A randomized trial in stage III breast cancer patients from Helsinki has clearly shown the efficacy of combining all three therapeutic modalities of surgery, chemotherapy, and RT. In this trial, 120 patients with stage IIIA breast cancer were randomized to one of three arms after modified radical mastectomy: locoregional irradiation alone, systemic VAC (vincristine, adriamycin, cyclophosphamide) chemotherapy (with or without levamisole), or both VAC and irradiation. At both 3 and 5 years, RT reduced local failures relative to the chemotherapy arm, whereas VAC reduced the number of distant failures. The best DFS and local control rates were seen in the combined-modality arm.

In the Danish Breast Cooperative Group trials (82b and 82c), adjuvant RT improved OS in patients who underwent modified radical mastectomy and systemic chemotherapy with CMF (cyclophosphamide, methotrexate, and 5-fluorouracil) if premenopausal or with tamoxifen if postmenopausal. However, in those studies, only 12% to 14% of the studied patients had T3 primary tumors or skin invasion and unspecified patients and clinical N2 or N3 disease. Similarly, the British Columbia randomized trial that showed improved LRC and breast-cancer-specific survival with the addition of adjuvant RT to modified radical mastectomy and CMF, had very few LABCs. Therefore, interpretation of those results to LABC is difficult.

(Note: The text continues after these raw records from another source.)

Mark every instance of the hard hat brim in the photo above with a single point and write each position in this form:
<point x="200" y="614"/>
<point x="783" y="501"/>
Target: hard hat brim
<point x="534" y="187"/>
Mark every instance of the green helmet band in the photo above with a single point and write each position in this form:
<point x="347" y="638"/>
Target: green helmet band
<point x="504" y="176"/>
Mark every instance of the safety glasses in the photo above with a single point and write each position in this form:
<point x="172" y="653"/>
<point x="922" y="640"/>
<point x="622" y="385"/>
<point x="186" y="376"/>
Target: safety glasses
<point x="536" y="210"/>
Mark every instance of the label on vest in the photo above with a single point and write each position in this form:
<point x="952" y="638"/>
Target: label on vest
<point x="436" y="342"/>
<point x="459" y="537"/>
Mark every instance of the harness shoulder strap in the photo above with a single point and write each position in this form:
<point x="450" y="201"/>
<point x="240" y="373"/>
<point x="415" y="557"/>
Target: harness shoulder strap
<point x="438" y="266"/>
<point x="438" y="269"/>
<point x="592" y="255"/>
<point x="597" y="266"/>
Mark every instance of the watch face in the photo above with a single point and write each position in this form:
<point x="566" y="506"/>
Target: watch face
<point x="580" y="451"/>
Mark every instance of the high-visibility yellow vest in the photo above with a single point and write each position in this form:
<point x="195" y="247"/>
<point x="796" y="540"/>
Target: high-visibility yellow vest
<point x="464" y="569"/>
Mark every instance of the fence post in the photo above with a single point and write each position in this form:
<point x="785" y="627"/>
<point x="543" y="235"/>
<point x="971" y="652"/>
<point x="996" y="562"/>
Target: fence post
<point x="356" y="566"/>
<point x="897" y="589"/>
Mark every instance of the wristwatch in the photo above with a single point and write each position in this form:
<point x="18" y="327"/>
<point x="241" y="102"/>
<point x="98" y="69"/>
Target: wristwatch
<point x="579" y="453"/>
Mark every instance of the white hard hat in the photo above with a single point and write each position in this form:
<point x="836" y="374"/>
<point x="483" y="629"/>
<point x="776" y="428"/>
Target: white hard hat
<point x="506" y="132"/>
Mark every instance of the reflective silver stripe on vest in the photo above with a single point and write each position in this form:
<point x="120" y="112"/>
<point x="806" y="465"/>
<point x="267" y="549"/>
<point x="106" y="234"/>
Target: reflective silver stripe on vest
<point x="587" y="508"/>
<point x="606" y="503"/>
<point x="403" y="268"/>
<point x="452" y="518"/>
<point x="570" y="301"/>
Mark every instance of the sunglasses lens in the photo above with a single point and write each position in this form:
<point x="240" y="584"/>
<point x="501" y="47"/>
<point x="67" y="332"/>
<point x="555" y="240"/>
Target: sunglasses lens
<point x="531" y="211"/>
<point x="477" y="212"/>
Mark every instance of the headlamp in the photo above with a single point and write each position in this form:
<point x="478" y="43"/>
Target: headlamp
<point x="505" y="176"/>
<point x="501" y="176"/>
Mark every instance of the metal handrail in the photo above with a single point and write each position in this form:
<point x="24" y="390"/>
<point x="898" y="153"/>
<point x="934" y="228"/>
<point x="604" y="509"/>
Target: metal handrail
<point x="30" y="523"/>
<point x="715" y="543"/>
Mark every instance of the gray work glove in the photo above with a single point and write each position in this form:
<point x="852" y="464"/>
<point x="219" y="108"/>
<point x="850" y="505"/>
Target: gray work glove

Based on the above studies as well as the other studies previously mentioned, it appears that surgery and RT produce essentially equivalent local control rates when used alone with systemic therapy, but these control rates are only in the range of 60% to 70%, whereas when they are used together, superior local control rates of 80% to 90% can be achieved. This multidisciplinary approach to LABC renders most patients local regionally disease free.

Combined-Modality Breast-Preserving Therapy

Breast preservation is feasible in certain LABC patients. Those with clinical N2/N3 disease and small primary tumors, whose nodal disease responds to neoadjuvant chemotherapy, should be offered breast-preserving therapy. Many patients with large primary tumors may also be treated with breast conservation if a good response to neoadjuvant therapy is achieved. Trials comparing preoperative and postoperative chemotherapy have reported higher rates of breast-conserving therapy with preoperative chemotherapy, and studies suggest that up to one-quarter of patients with advanced breast cancers can be offered breast preservation. Appropriate patient selection is very important. Patients with multicentric disease or extensive calcifications are not good candidates for breast-conserving therapy following neoadjuvant treatment. All patients undergoing breast-conserving therapy should receive adjuvant whole-breast irradiation. For patients with T4 disease, breast conservation should be offered as part of the study protocol, although a small study suggested its feasibility. In the U.S., initial chemotherapy is probably the most common approach to treating inoperable LABC, with response rates an important factor in predicting local control irrespective of the type of surgery required to remove the disease. Patients with inflammatory breast cancer should not be considered candidates for breast-conserving therapy.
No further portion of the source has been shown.